New highways: Again, part of the problem is excessive sprawl development policies. A natural outgrowth of endless sprawl is more expensive infrastructure, including roads. But since people b*tch endlessly about living at higher densities, then you are going to pay more for roads. People drive more today than they did 10 or 20 years ago because of sprawl oriented, auto-dependent land use policies. If we lived at even moderately higher densities, we would be able to spend less on building and maintaining roads and divert some of that money to mass transit.
I can't speak to welfare benefits. They are a small part of the Federal Budget. It all goes back to SS & Medicare. We must make Medicare more efficient, raise taxes, and reduce benefits to make SS & Medicare on sound financial footing.
As far as agencies being privatized....it is not a panacea. But I can sometimes see why it has been tried. In short, public sector unions are greedy. Now, I work in the public sector, so I see the entitlement mentality first hand. My job starts paying out retirement benefits at age 55. In an age when people are living into their late 70s and living longer all the time, the cost of providing these pensions is clearly not sustainable. Now sure, I will love collecting the pension---if the US economcy doesn't collapse between now and the time I'm 55, 16 years from now. (Personally, I think our economy will collapse, because people like yourself are not prepared to do what it takes to set things right--and people with your attitude, are, unforunately, in the majority).
Prisons are a perfect example of union greed in my state of California. Prison guards have been getting outsized raises year in and year out for more than a decade in my state (I'm talking that in one year a few years back they actually got an 11% pay raise!!! 11%. That is unheard of even in other public sector agencies).
So, in many respects, we are paying more for our public services and not getting anything for it. In some instances that's our own fault (wanting to live in endless auto-dependent sprawl---the cost of maintaining all those roads goes up over time). In other cases (greedy prison guards), it's not--at least not directly.

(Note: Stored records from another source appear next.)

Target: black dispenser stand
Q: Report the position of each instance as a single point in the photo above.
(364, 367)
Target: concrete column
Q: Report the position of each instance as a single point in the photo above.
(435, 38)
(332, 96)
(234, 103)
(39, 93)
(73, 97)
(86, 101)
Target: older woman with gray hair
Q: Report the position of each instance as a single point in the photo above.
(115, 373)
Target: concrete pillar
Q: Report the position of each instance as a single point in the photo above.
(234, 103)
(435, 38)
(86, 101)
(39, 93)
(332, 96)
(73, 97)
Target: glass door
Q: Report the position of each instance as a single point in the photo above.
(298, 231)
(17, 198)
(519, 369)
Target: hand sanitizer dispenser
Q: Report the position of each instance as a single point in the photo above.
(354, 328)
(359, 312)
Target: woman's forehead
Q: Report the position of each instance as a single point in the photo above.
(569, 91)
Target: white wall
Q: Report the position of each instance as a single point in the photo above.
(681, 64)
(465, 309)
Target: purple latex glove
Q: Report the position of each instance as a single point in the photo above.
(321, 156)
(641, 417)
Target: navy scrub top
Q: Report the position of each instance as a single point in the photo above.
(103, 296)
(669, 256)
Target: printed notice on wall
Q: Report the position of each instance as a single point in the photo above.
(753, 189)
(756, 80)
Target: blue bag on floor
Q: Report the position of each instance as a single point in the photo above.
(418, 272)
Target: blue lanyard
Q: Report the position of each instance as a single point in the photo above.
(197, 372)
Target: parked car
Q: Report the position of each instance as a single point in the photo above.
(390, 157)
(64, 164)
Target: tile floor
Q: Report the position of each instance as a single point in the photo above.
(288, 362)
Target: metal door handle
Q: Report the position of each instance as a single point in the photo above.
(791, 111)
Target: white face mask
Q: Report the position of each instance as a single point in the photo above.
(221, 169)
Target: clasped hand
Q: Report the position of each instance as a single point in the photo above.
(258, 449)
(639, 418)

Quite frankly, America has been living beyond it's means for a long time. Conservatives have been saying this forever, although it's true, they don't always practice what they preach. However, even the liberal think tanks like the Brookings Institution would agree with what I'm saying here.
It's a combination of the government not handling tax money judiciously and American citizens wanting more government than they're willing to pay for. And now the bill has come due.
So, if we don't want to end up a 3rd World country like Argentina (which used to have the 5th highest per capita income in the world back in 1930 before they started running huge budget deficits, etc.), we are going to have to have both drastic increases in taxes and drastic cuts in benefits (as well as drastic improvements in the cost effectiveness of medical care).
The problems you are describing now are just the warm up.